- Leader: Rex Connor Jnr
- Founded: 1988
- Dissolved: 2005
- Headquarters: Wollongong NSW 2500
- Ideology: Australian nationalism Populism

Website
- n/a

= Advance Australia Party (1988) =

The Advance Australia Party (AAP), founded in 1988 as the Rex Connor Labor Party, was a minor political party in Australia. It was a populist party founded on a platform of Australian nationalism.

==History==
The party was founded in 1988 by Rex Connor Jr, the son of former Whitlam government minister, Rex Connor, after leaving the Australian Labor Party. The party was formed in opposition to the embracing of social and economic liberalism by the Liberal and Labor parties. It was registered on 14 July 1989, but deregistered by the Australian Electoral Commission on 5 December 2005 for failing to endorse a candidate in the previous four years.
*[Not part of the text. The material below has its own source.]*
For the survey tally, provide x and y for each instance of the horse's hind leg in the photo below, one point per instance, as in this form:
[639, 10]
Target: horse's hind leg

Connor contested the 1990 federal election in the seat of Cunningham and received 12.8% of the vote, contesting Throsby in 1993 and received 10.48% of the vote. The party last contested a federal election in 2001.

As of 2006, the president of AAP was Rex Connor Jr.

==New South Wales party==
A party of the same name was formed in 2019 to contest the New South Wales state election. According to its website, the leader was Ray Brown, a former deputy mayor of The Hills Shire Council. Brown was also leader of the Building Australia Party.